Janusz Palikot spędził czas w areszcie tymczasowym, z zarzutem, że oszukał kilka tysięcy osób na łączną kwotę około 70 milionów złotych. Po wpłaceniu poręczenia majątkowego, kontrowersyjny biznesmen odzyskał wolność. Jak informuje Onet, Stanisław Żmijan, szef lubelskiej Platformy Obywatelskiej, wysłał do działaczy partii wiadomość w sprawie zbiórki pieniędzy na kaucję dla Palikota. Żmijan odniósł się do tych doniesień, wskazując, że przesłał kilka informacji ze swojego prywatnego telefonu. — To jest wyłącznie informacja, a nie moja prośba o wsparcie — podkreślił w rozmowie z „Faktem”.
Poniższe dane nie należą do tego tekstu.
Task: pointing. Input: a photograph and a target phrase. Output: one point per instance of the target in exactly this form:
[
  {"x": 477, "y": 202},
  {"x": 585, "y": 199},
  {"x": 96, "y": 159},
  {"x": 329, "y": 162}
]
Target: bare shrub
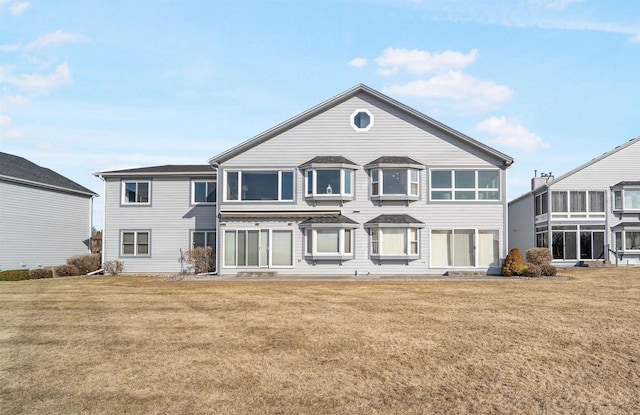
[
  {"x": 514, "y": 264},
  {"x": 548, "y": 270},
  {"x": 38, "y": 273},
  {"x": 85, "y": 263},
  {"x": 66, "y": 271},
  {"x": 532, "y": 271},
  {"x": 113, "y": 267},
  {"x": 539, "y": 256},
  {"x": 202, "y": 259}
]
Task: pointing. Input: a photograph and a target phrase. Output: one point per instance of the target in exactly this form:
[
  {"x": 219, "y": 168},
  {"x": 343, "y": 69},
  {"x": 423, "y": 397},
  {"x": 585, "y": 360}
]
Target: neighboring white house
[
  {"x": 590, "y": 213},
  {"x": 45, "y": 218},
  {"x": 357, "y": 184},
  {"x": 153, "y": 215}
]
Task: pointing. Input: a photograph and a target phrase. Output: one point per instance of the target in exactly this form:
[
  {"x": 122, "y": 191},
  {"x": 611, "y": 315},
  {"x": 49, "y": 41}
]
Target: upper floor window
[
  {"x": 136, "y": 192},
  {"x": 626, "y": 199},
  {"x": 252, "y": 185},
  {"x": 577, "y": 204},
  {"x": 203, "y": 192},
  {"x": 542, "y": 202},
  {"x": 395, "y": 178},
  {"x": 465, "y": 185}
]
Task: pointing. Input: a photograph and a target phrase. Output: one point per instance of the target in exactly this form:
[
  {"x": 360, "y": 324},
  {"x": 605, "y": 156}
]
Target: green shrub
[
  {"x": 548, "y": 270},
  {"x": 113, "y": 267},
  {"x": 38, "y": 273},
  {"x": 85, "y": 263},
  {"x": 67, "y": 271},
  {"x": 533, "y": 271},
  {"x": 514, "y": 264},
  {"x": 14, "y": 275},
  {"x": 539, "y": 256}
]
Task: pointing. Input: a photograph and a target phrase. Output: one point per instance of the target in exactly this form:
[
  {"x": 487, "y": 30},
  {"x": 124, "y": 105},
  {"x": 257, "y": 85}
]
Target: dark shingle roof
[
  {"x": 329, "y": 219},
  {"x": 394, "y": 160},
  {"x": 21, "y": 169},
  {"x": 394, "y": 219},
  {"x": 169, "y": 168},
  {"x": 330, "y": 160}
]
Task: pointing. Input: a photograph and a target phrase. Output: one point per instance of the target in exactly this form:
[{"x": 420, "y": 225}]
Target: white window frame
[
  {"x": 408, "y": 194},
  {"x": 269, "y": 248},
  {"x": 135, "y": 233},
  {"x": 279, "y": 190},
  {"x": 623, "y": 199},
  {"x": 376, "y": 238},
  {"x": 311, "y": 177},
  {"x": 476, "y": 189},
  {"x": 123, "y": 196},
  {"x": 345, "y": 250},
  {"x": 476, "y": 247},
  {"x": 207, "y": 184},
  {"x": 569, "y": 213}
]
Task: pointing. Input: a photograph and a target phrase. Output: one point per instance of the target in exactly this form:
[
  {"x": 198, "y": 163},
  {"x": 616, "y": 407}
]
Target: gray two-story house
[
  {"x": 45, "y": 218},
  {"x": 359, "y": 184},
  {"x": 591, "y": 213}
]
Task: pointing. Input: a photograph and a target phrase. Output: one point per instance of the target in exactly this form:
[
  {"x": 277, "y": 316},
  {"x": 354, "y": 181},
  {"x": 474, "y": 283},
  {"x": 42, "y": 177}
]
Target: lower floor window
[
  {"x": 258, "y": 248},
  {"x": 135, "y": 243},
  {"x": 203, "y": 239},
  {"x": 394, "y": 241},
  {"x": 328, "y": 242},
  {"x": 464, "y": 248},
  {"x": 631, "y": 240}
]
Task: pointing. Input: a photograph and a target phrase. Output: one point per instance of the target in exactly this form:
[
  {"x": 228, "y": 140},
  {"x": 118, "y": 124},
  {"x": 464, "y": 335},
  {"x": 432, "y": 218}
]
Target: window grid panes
[
  {"x": 259, "y": 185},
  {"x": 136, "y": 192},
  {"x": 465, "y": 184}
]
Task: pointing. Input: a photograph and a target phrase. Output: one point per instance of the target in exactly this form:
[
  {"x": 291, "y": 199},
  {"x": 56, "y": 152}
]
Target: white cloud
[
  {"x": 16, "y": 9},
  {"x": 508, "y": 132},
  {"x": 556, "y": 4},
  {"x": 54, "y": 38},
  {"x": 358, "y": 62},
  {"x": 467, "y": 92},
  {"x": 36, "y": 83},
  {"x": 419, "y": 62}
]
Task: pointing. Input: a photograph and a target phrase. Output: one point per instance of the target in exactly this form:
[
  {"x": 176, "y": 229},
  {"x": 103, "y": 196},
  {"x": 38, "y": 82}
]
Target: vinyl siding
[
  {"x": 170, "y": 219},
  {"x": 40, "y": 227},
  {"x": 393, "y": 134},
  {"x": 521, "y": 227}
]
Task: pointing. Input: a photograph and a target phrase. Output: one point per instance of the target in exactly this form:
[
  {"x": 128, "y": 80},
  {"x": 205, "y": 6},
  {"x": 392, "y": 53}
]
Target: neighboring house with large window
[
  {"x": 45, "y": 218},
  {"x": 591, "y": 213},
  {"x": 361, "y": 184},
  {"x": 154, "y": 215}
]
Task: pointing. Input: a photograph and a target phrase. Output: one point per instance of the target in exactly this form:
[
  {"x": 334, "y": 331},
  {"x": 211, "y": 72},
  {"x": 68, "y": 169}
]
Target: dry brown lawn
[{"x": 142, "y": 345}]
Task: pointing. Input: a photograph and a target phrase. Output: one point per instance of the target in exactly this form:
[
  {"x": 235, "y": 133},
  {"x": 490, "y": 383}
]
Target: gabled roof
[
  {"x": 338, "y": 99},
  {"x": 170, "y": 169},
  {"x": 577, "y": 169},
  {"x": 21, "y": 170}
]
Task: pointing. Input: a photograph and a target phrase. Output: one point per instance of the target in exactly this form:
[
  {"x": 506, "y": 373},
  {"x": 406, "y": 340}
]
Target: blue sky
[{"x": 90, "y": 85}]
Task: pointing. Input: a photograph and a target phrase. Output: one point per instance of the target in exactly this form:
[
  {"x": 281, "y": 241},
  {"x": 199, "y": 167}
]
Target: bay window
[
  {"x": 257, "y": 185},
  {"x": 465, "y": 184},
  {"x": 394, "y": 178}
]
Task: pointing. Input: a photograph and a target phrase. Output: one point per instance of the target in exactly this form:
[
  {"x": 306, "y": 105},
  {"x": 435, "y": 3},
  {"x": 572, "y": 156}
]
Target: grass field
[{"x": 142, "y": 345}]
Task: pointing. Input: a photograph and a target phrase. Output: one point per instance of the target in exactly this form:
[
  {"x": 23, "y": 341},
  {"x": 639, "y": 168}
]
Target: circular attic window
[{"x": 361, "y": 120}]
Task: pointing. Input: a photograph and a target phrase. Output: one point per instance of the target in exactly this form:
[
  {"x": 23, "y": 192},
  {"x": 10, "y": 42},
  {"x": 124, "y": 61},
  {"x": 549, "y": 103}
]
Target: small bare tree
[{"x": 202, "y": 259}]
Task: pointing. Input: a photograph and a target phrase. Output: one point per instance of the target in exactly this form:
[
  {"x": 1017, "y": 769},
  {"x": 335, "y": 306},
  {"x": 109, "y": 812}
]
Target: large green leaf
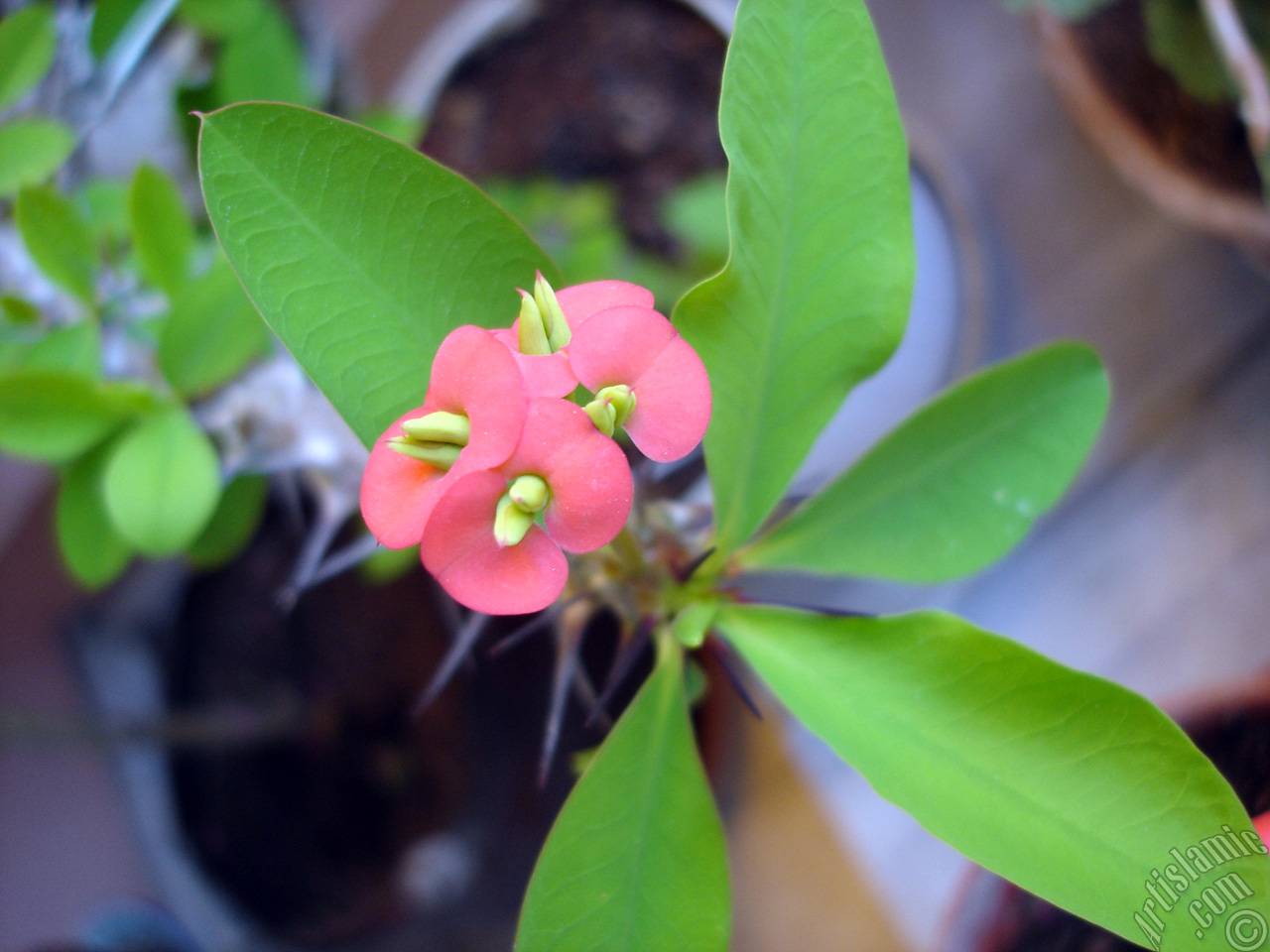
[
  {"x": 636, "y": 860},
  {"x": 162, "y": 483},
  {"x": 56, "y": 416},
  {"x": 956, "y": 485},
  {"x": 211, "y": 334},
  {"x": 163, "y": 232},
  {"x": 91, "y": 548},
  {"x": 59, "y": 240},
  {"x": 359, "y": 253},
  {"x": 1069, "y": 784},
  {"x": 28, "y": 40},
  {"x": 234, "y": 524},
  {"x": 817, "y": 290},
  {"x": 31, "y": 150}
]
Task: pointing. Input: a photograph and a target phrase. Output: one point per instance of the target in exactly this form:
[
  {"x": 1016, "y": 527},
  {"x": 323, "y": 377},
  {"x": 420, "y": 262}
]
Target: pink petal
[
  {"x": 581, "y": 301},
  {"x": 640, "y": 349},
  {"x": 545, "y": 375},
  {"x": 672, "y": 404},
  {"x": 398, "y": 493},
  {"x": 460, "y": 551},
  {"x": 475, "y": 375},
  {"x": 587, "y": 472},
  {"x": 617, "y": 344}
]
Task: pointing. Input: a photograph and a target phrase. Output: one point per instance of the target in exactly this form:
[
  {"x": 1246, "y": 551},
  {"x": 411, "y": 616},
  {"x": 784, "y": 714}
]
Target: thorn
[
  {"x": 691, "y": 567},
  {"x": 567, "y": 662},
  {"x": 728, "y": 662},
  {"x": 621, "y": 667},
  {"x": 458, "y": 651}
]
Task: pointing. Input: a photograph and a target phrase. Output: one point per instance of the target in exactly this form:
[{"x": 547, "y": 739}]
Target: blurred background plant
[{"x": 131, "y": 361}]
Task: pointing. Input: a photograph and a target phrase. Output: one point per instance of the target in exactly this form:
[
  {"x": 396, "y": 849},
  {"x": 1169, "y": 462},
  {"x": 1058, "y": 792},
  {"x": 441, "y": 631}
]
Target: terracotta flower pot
[{"x": 1189, "y": 158}]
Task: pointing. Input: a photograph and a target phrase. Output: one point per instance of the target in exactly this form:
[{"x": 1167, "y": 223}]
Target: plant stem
[{"x": 1245, "y": 64}]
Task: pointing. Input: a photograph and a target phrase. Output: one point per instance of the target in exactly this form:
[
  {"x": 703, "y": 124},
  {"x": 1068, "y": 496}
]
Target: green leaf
[
  {"x": 59, "y": 240},
  {"x": 18, "y": 309},
  {"x": 163, "y": 232},
  {"x": 76, "y": 348},
  {"x": 104, "y": 204},
  {"x": 58, "y": 416},
  {"x": 959, "y": 483},
  {"x": 636, "y": 860},
  {"x": 31, "y": 150},
  {"x": 221, "y": 18},
  {"x": 232, "y": 525},
  {"x": 28, "y": 40},
  {"x": 816, "y": 294},
  {"x": 1179, "y": 41},
  {"x": 91, "y": 548},
  {"x": 1069, "y": 784},
  {"x": 1067, "y": 9},
  {"x": 359, "y": 253},
  {"x": 211, "y": 334},
  {"x": 162, "y": 483},
  {"x": 263, "y": 61}
]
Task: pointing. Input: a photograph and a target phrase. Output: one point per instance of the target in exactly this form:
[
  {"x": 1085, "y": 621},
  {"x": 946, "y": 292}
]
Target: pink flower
[
  {"x": 483, "y": 542},
  {"x": 549, "y": 373},
  {"x": 649, "y": 376},
  {"x": 474, "y": 377}
]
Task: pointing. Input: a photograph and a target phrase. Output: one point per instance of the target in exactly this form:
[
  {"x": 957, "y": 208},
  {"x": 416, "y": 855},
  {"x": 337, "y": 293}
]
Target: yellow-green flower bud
[
  {"x": 621, "y": 399},
  {"x": 532, "y": 333},
  {"x": 440, "y": 426},
  {"x": 603, "y": 416},
  {"x": 530, "y": 494},
  {"x": 511, "y": 522},
  {"x": 553, "y": 317},
  {"x": 440, "y": 454}
]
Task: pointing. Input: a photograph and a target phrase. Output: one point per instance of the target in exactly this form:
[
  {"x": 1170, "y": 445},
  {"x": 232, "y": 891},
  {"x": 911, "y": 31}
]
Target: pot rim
[{"x": 1133, "y": 154}]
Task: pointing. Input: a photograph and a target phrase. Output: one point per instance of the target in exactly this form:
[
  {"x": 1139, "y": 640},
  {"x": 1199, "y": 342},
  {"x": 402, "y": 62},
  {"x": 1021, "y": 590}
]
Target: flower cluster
[{"x": 503, "y": 470}]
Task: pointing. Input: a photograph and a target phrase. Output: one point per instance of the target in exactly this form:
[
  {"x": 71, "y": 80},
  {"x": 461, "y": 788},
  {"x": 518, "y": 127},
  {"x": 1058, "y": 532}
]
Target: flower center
[
  {"x": 437, "y": 438},
  {"x": 520, "y": 506},
  {"x": 611, "y": 408},
  {"x": 543, "y": 327}
]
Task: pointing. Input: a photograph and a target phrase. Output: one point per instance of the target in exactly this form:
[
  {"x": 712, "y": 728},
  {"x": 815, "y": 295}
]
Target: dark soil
[
  {"x": 624, "y": 90},
  {"x": 1206, "y": 139},
  {"x": 307, "y": 833},
  {"x": 1238, "y": 744}
]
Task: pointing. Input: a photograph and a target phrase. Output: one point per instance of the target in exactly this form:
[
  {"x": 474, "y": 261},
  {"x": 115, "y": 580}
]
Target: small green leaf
[
  {"x": 263, "y": 62},
  {"x": 59, "y": 240},
  {"x": 91, "y": 548},
  {"x": 163, "y": 232},
  {"x": 221, "y": 18},
  {"x": 232, "y": 525},
  {"x": 28, "y": 40},
  {"x": 1065, "y": 783},
  {"x": 104, "y": 204},
  {"x": 18, "y": 309},
  {"x": 58, "y": 416},
  {"x": 636, "y": 860},
  {"x": 76, "y": 348},
  {"x": 816, "y": 294},
  {"x": 162, "y": 483},
  {"x": 31, "y": 150},
  {"x": 1067, "y": 9},
  {"x": 957, "y": 484},
  {"x": 212, "y": 333},
  {"x": 1179, "y": 41},
  {"x": 359, "y": 253}
]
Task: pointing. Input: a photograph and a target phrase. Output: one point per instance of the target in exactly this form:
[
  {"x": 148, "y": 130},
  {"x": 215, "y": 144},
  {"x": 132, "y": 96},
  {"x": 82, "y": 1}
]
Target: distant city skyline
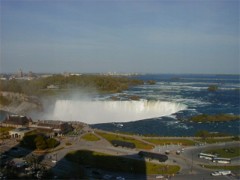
[{"x": 178, "y": 36}]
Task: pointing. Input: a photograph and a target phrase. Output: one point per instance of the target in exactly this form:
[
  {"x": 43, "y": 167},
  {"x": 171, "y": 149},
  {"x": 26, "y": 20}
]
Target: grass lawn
[
  {"x": 90, "y": 137},
  {"x": 228, "y": 152},
  {"x": 231, "y": 168},
  {"x": 216, "y": 140},
  {"x": 4, "y": 132},
  {"x": 139, "y": 144},
  {"x": 184, "y": 142},
  {"x": 119, "y": 163}
]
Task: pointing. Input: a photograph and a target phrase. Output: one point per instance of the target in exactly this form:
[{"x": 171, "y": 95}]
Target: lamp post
[{"x": 192, "y": 161}]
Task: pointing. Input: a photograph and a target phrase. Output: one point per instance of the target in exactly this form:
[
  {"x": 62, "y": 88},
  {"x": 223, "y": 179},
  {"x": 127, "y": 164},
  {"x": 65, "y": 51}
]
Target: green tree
[
  {"x": 203, "y": 134},
  {"x": 41, "y": 143},
  {"x": 52, "y": 143}
]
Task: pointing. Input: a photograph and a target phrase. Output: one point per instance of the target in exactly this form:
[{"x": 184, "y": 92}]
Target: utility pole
[{"x": 192, "y": 161}]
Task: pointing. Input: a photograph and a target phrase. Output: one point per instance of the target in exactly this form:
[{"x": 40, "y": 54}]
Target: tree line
[{"x": 100, "y": 83}]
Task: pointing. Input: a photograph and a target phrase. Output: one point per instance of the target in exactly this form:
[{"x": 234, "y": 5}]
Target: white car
[
  {"x": 216, "y": 173},
  {"x": 223, "y": 172},
  {"x": 159, "y": 177}
]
PROŚBA O POMOC CZY ŻENADA?
W wiadomości, którą Stanisław Żmijan wysłał do członków PO, znalazła się informacja, że Janusz Palikot, poprzez swojego syna, zwrócił się z prośbą o pomoc w zebranie funduszy na kaucję, która umożliwiłaby mu opuszczenie aresztu. „Wsparcie dowolną kwotą” – tak brzmi fragment tekstu, w którym żądał pomocy. Pełnomocnikiem Palikota w tym kontekście jest jego brat Bogdan. Wiadomość dotarła do członków lubelskiej PO w piątek (24 stycznia).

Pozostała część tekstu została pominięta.